An analysis of the local SNRs of all T-F units in ten unfiltered stimuli (see Fig. 3) was performed to determine the proportion of T-F units exceeding a certain SNR level. The analysis reveals that on average only about 20 % of the total target T-F units exceeded a local SNR value of –4 dB and about 7 % exceeded a value of 10 dB SNR. This corresponds to the proportion of target speech that was retained in the final signal at the SNR criteria mentioned. Note that at the criterion of ‑4 dB no decrease in speech intelligibility was observed as compared to the condition with intact target speech. This analysis thus demonstrates the sparse character of speech and the fact that only little target speech was needed to achieve a reasonable performance on this experimental task with a restricted speech vocabulary.

Fig. 3
figure 3

The average proportion of T-F units that were retained in the manipulated target signal for a given SNR criterion are shown by bars (left axis). Black squares show the mean intelligibility of this target speech presented in absence of interferers (right axis). The mean data from Fig. 2 are shown in grey for reference

The stable spatial release from masking over the range of SNR criteria tested is one of the most important outcomes of this study. It suggests that recovery of sub-threshold speech information by binaural cues does not play a role in the spatial release from masking in a multispeaker situation. Instead, masking release appeared to be sustained even when only high-SNR components of target speech were left in the signal. These supra-threshold components should be detectable monaurally in both the collocated and spatially separated conditions and thus their detection should not rely on a binaural unmasking mechanism as is the case for BMLDs.

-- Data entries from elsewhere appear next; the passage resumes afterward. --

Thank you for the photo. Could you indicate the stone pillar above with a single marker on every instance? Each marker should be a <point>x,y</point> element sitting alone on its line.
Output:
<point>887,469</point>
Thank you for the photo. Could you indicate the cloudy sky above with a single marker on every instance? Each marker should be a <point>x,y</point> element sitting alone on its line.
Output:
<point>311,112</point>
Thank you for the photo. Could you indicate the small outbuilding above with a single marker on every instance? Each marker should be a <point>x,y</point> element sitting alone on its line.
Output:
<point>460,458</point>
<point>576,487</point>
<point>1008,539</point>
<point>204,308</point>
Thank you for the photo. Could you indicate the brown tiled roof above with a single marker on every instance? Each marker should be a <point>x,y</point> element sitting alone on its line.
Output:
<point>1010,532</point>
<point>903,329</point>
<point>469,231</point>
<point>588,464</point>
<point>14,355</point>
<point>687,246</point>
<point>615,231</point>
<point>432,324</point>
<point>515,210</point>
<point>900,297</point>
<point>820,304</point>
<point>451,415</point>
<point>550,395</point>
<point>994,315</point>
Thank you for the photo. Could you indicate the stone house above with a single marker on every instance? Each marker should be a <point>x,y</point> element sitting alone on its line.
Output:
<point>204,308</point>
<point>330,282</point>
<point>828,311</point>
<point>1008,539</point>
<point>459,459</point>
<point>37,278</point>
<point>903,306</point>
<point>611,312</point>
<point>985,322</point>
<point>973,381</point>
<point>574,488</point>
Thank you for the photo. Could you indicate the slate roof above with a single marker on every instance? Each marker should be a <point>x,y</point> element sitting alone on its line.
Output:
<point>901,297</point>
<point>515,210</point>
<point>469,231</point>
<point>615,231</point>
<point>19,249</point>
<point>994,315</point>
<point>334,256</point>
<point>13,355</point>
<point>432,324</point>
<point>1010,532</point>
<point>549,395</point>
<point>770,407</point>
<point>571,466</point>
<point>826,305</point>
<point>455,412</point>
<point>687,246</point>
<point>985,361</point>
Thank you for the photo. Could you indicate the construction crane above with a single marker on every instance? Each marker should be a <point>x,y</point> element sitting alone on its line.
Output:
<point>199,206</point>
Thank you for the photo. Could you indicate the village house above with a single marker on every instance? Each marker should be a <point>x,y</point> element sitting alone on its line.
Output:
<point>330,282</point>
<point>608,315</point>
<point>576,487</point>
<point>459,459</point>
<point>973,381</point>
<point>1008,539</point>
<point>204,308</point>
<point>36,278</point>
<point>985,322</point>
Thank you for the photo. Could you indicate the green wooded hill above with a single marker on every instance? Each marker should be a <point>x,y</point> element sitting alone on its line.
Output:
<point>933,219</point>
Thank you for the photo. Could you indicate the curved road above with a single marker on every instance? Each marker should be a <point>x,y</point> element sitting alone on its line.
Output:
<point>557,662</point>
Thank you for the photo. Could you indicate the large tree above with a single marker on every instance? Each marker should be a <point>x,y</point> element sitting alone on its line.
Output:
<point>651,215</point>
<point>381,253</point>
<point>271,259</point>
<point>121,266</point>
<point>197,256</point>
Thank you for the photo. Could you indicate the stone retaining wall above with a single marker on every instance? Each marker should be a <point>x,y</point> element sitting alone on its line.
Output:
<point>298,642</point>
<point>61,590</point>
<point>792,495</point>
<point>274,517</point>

An explanation for this spatial release from masking can be provided by directional cues of the stimuli that support a better allocation of speech components to the source of interest. The fact that speech sources originate from different spatial positions can eliminate some confusion that arises from the simultaneous presence of multiple speech sources (Durlach et al. 2003). A further improvement can be seen for target speech presented in isolation, but otherwise manipulated identically as before (black squares in Fig. 3). These data show the inherent intelligibility of the sparse target speech, ruling out confusion from interfering speech.